LONDON • Britain's Daily Mail is in talks with potential partners to mount a joint bid for Yahoo's Internet assets, eyeing a plan to buy the troubled US Internet pioneer to help boost advertising revenues from the Mail's globally popular online news site.
The British newspaper's parent company, the Daily Mail & General Trust, said yesterday that it was in early-stage discussions with several parties about a possible bid for Yahoo, confirming a Wall Street Journal report it had approached private equity buyers to team up.
"We have been in discussions with a number of parties who are potential bidders," a spokesman for DailyMail.com said in an e-mailed statement, Reuters reported. The company declined to name the private equity firms or give any financial details.
DailyMail.com and MailOnline are the celebrity-focused news websites of the right-leaning London-based Daily Mail newspaper.
Globally, the websites attract 14 million visitors a day, putting them among the world's most popular English-language news sites.
Buying Yahoo's assets - which range from search and e-mail to news, sports, photos and other properties - would expand DailyMail. com's reach and improve its digital ad revenues, which for its 2015 financial year came in at £73 million (S$104 million), a tenth of the company's overall annual turnover.
Liberum analyst Ian Whittaker said a deal with Yahoo would be positive for the company, helping it sell more US advertising and reducing its dependence on shrinking advertising sales from its newspaper business in Britain.
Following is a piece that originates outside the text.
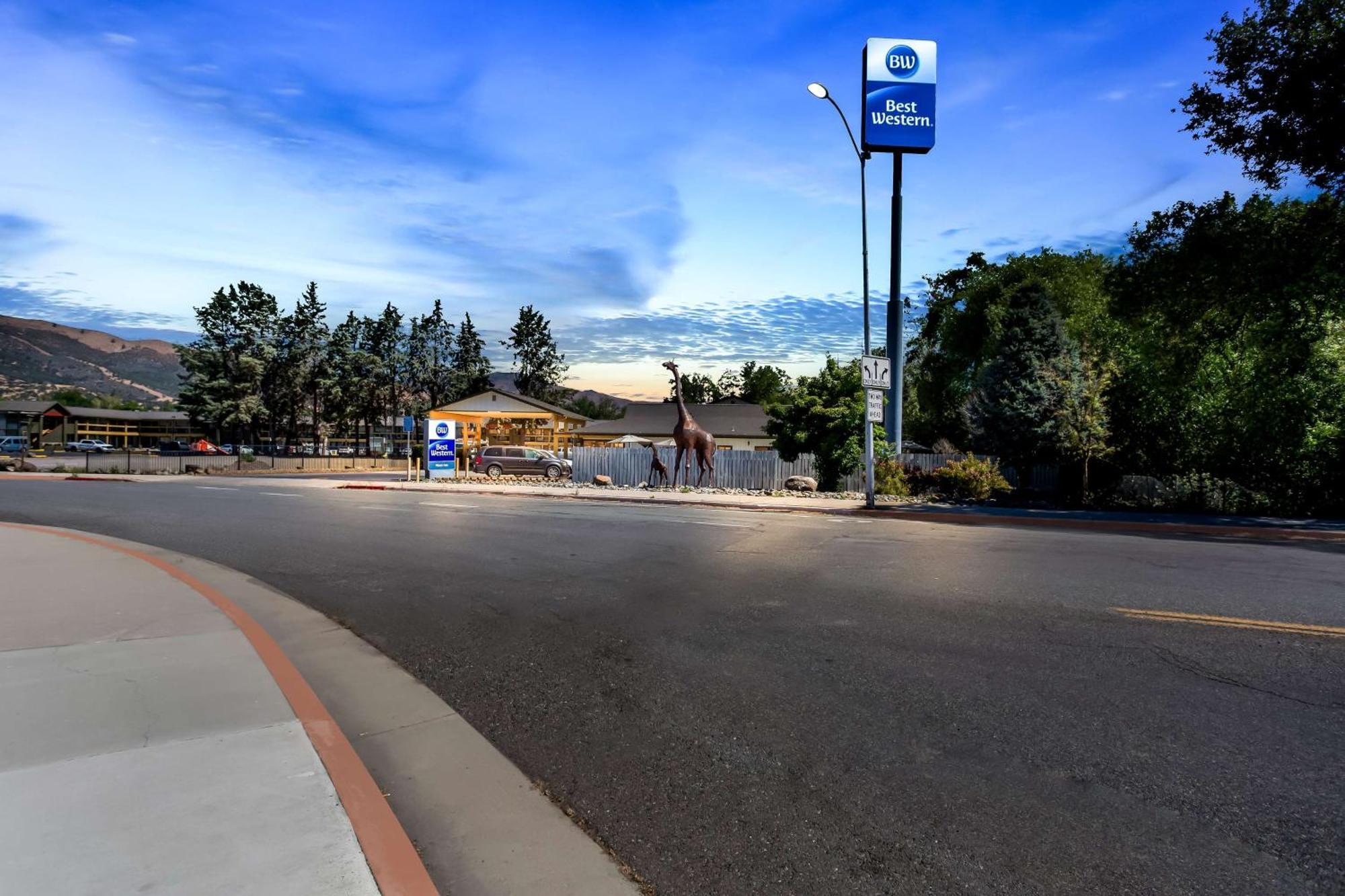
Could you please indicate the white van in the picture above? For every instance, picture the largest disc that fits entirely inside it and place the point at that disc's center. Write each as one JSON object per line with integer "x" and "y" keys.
{"x": 13, "y": 444}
"The US has been the main driver of digital growth for Daily Mail & General Trust. Whilst traffic has grown well, they haven't quite monetised this traffic as successfully as they would have liked," Mr Whittaker said.
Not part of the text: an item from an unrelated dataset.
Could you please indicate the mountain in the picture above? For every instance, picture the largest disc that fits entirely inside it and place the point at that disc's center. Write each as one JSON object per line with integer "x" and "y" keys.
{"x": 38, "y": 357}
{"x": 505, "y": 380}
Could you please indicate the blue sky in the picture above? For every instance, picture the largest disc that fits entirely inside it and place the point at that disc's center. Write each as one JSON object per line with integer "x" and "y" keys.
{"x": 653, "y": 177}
The Wall Street Journal first reported the discussions. Daily Mail, along with an equity partner, would aim to acquire the entirety of Yahoo's US operation. In another scenario, a private equity firm would acquire Yahoo and merge its media and news properties into a new company that would include the Mail's Web properties, DailyMail.com and Elite Daily.
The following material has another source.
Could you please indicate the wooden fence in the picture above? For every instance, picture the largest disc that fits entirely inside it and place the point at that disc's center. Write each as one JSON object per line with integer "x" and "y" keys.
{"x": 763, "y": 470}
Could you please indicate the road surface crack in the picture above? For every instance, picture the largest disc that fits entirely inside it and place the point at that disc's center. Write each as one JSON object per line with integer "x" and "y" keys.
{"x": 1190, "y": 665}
Daily Mail is just one of some 40 players that have expressed interest in the Web portal, the Journal said. Verizon, which owns American Online and is looking to beef up its digital media and advertising businesses further, is considered a front runner for Yahoo, planning to make a first-round bid.
Verizon is willing to acquire the company's Yahoo Japan stake to help sweeten the offer, reports had said earlier. Google, the main division of Alphabet, is also considering bidding for Yahoo's core business.
Yahoo had said it would explore strategic alternatives, including selling its main Internet operations, earlier this year after scrapping a long-time plan to spin off its valuable Asian assets.
The company's stock has declined about 20 per cent in the past 12 months as turnaround efforts led by chief executive officer Marissa Mayer stalled and sales sagged, leaving Yahoo vulnerable to activist investors.